Abstract

In this paper, a novel visual image real-time detection LSE-Yolo neural network is presented, which is in artificial intelligence-based Internet of Things for smart cites and smart homes. Despite the great achievements that have been acquired in image detection, the issue of visual image real-time detection combined with privacy data protection to serve for smart cities and smart homes has been overlooked. The technique we applied in our study is referred to as visual object detection, which can contribute to more healthy and comfortable life.
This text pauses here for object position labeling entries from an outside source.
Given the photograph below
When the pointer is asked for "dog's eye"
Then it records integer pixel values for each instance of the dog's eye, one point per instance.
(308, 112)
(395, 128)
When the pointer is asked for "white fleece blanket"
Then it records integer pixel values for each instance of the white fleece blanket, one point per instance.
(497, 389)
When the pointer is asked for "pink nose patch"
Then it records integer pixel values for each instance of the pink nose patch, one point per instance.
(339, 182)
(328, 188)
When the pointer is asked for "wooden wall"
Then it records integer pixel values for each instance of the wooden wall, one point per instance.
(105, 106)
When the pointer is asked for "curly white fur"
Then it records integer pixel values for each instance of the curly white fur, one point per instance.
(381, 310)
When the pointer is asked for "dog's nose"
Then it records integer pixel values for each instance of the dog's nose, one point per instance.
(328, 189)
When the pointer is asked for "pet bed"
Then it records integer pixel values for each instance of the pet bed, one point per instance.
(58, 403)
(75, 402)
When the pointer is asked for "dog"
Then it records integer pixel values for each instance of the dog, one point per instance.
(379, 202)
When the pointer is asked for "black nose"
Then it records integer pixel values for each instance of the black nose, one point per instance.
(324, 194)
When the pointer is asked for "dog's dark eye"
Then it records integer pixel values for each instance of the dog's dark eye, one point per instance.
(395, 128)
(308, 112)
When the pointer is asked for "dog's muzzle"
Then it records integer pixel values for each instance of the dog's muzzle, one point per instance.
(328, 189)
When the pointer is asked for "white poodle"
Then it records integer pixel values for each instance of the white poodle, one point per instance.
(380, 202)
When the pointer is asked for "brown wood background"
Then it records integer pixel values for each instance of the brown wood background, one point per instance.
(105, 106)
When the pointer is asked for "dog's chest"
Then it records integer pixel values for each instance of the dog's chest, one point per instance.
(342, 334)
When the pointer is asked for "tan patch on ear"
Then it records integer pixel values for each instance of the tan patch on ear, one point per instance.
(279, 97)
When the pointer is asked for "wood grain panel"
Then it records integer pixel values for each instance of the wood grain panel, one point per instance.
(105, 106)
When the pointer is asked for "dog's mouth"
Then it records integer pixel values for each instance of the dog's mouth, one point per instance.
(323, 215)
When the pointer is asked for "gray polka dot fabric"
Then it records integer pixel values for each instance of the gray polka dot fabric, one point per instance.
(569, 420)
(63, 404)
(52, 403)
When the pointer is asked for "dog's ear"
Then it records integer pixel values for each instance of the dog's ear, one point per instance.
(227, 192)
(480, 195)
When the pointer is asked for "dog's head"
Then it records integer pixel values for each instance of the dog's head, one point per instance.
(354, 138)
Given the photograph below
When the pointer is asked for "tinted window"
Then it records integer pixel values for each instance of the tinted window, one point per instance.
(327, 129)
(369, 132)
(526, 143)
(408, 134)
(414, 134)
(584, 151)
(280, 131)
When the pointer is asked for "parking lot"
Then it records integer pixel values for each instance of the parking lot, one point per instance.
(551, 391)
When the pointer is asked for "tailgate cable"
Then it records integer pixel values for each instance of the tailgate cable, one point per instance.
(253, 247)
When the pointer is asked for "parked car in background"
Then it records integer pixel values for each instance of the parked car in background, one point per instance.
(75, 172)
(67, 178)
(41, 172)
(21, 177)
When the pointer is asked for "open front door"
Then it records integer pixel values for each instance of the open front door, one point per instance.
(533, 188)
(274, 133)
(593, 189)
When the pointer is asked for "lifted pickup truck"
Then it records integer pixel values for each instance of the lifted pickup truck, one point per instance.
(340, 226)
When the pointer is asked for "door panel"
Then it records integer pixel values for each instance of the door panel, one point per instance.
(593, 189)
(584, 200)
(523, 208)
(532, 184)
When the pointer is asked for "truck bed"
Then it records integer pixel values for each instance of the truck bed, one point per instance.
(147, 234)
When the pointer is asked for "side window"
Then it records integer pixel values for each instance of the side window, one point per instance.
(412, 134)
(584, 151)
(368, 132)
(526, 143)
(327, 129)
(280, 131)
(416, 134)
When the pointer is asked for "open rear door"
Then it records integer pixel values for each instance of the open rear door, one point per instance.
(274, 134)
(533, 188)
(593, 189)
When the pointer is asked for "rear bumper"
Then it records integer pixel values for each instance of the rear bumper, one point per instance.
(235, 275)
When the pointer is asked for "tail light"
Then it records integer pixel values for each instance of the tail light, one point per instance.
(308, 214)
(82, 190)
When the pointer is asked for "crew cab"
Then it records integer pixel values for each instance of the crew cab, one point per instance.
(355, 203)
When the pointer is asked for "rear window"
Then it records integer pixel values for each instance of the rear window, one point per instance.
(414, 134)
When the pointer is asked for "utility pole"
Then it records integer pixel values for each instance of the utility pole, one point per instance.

When several studies have been carried out to test the validity, it is suggested that our proposed LSE-Yolo neural network has better performance in image real-time detection based on AIoT for smart cities and smart homes. And it is similar to state-of-the-art. The fruitful work has made great contributions to our present understanding of the visual image detection serving for smart cities and smart homes.

Highlights

  • To meet the needs of modern smart cities and homes, visual system in computer vision applied in smart cities and smart homes has become a hot topic in artificial intelligence and Internet of Things (AIoT)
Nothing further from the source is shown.